スプリンターズSと言えばダイタクヤマト。単勝200倍超えの大激走 (4ページ目)

  • 新山藍朗●文 text by Niiyama Airo
  • photo by Kyodo News

 そこに、最後の"風"が吹く――。

 この日の馬場はやや重で、湿り気を帯びた力のいる馬場だった。ダイタクヤマトはこういう馬場を得意としたが、後ろから追いかけてきた馬たちはその馬場に脚を取られて、普段の切れ味が影を潜めてしまったのだ。

 人気のアグネスワールドやブラックホークの馬券を買っていたファンは、思うようにスピードが上がってこない愛馬たちの姿を見て、さぞもどかしかったことだろう。その2頭は、坂を上がってからようやくスピードが乗り、鼻づらを合わせるようにしてゴールに飛び込んできた。

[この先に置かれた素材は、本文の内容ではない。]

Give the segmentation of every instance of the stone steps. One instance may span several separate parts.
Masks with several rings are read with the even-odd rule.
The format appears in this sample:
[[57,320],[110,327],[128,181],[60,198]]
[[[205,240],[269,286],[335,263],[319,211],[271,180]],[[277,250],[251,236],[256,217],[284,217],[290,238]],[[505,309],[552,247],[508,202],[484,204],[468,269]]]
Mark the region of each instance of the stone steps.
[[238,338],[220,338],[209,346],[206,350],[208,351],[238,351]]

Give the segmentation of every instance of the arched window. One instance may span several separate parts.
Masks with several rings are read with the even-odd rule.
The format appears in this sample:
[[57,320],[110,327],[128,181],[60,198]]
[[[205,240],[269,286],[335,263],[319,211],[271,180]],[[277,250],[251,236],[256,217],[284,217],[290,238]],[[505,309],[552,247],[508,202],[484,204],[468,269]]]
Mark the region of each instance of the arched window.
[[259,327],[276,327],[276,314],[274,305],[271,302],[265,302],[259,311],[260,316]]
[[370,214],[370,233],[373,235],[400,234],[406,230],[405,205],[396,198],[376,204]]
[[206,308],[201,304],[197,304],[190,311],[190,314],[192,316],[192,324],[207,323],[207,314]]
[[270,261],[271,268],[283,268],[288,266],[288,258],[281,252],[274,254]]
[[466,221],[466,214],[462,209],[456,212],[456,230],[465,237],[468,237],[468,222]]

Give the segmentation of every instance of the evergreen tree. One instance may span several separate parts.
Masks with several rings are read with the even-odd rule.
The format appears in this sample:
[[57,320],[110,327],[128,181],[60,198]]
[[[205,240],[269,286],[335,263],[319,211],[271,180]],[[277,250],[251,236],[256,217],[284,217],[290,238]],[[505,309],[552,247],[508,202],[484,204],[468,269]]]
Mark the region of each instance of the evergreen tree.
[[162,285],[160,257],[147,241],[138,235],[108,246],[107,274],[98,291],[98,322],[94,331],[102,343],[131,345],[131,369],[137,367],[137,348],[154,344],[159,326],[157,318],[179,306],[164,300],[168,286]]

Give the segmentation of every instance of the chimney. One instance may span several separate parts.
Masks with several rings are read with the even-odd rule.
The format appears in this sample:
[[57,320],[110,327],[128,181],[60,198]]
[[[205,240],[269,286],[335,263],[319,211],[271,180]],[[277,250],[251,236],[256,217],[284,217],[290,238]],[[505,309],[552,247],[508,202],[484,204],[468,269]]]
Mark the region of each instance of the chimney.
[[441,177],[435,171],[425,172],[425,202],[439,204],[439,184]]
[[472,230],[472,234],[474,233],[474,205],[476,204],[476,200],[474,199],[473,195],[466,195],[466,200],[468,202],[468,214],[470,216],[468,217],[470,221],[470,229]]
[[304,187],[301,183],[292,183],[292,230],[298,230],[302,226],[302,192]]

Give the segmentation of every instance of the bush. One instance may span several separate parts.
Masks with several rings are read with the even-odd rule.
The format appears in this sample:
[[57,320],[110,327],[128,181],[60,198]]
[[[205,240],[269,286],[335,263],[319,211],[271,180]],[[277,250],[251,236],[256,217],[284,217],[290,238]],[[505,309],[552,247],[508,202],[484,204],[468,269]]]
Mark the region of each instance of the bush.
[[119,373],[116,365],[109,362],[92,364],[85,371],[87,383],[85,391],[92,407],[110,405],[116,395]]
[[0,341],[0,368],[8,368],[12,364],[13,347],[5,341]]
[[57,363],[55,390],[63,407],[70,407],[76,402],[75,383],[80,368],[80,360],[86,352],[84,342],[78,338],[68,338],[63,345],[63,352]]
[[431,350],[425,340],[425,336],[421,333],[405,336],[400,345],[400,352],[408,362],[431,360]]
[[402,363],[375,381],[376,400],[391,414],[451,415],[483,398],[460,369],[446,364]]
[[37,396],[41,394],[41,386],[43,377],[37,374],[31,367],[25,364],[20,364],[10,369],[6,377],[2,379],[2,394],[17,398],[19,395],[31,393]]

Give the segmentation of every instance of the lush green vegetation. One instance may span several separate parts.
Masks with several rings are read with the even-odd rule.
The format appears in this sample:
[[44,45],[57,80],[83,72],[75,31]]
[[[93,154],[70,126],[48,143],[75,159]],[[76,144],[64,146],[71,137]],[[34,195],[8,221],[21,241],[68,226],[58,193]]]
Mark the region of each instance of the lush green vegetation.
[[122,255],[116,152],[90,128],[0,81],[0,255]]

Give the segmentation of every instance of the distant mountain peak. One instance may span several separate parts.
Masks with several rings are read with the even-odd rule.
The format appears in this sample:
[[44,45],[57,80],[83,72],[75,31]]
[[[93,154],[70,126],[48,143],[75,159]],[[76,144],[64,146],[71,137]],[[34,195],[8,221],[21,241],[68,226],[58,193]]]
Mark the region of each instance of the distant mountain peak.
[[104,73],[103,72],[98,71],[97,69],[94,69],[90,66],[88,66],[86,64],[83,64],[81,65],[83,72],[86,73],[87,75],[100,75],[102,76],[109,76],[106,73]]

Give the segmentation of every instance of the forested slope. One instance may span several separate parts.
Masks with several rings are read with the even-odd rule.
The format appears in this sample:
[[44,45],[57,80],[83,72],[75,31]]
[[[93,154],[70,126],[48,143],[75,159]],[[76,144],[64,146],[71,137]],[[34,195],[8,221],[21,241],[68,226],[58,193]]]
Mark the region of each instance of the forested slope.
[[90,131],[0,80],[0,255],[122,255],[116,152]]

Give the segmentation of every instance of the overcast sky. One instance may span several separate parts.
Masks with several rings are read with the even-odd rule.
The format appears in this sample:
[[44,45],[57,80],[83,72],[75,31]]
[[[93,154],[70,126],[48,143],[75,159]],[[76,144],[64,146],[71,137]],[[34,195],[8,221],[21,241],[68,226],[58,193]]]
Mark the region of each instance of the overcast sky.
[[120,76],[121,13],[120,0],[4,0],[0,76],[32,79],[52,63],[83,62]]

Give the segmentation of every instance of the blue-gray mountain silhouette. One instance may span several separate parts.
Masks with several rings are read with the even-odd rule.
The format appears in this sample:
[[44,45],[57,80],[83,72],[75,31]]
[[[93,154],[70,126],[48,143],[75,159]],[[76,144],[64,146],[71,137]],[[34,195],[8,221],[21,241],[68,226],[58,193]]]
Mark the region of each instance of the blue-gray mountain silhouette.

 が、時すでに遅し。その2頭の1馬身4分の1先に、ダイタクヤマトがいた。

 ダイタクヤマトにとって、いくつもの幸運が重なったのは事実だ。しかし、それはフロックでも、力のない馬がただ運に恵まれただけ、という勝利でもなかった。

 ダイタクヤマトはその後、GIIスワンS(京都・芝1400m)、GIII阪急杯(阪神・芝1200m)で優勝。翌年のスプリンターズSでも、勝ち馬とタイム差なしの3着と健闘している。

「地味な馬」ではなく、「大器晩成型の馬」だった。

 さて、今年のスプリンターズSは10月1日に開催される。奇しくも、ダイタクヤマトが勝った日と同じ日付である。

 今回も、GI実績のある有力馬が顔をそろえるが、思わぬ伏兵馬の台頭があってもおかしくない。はたして歴史は再現されるのか、必見だ。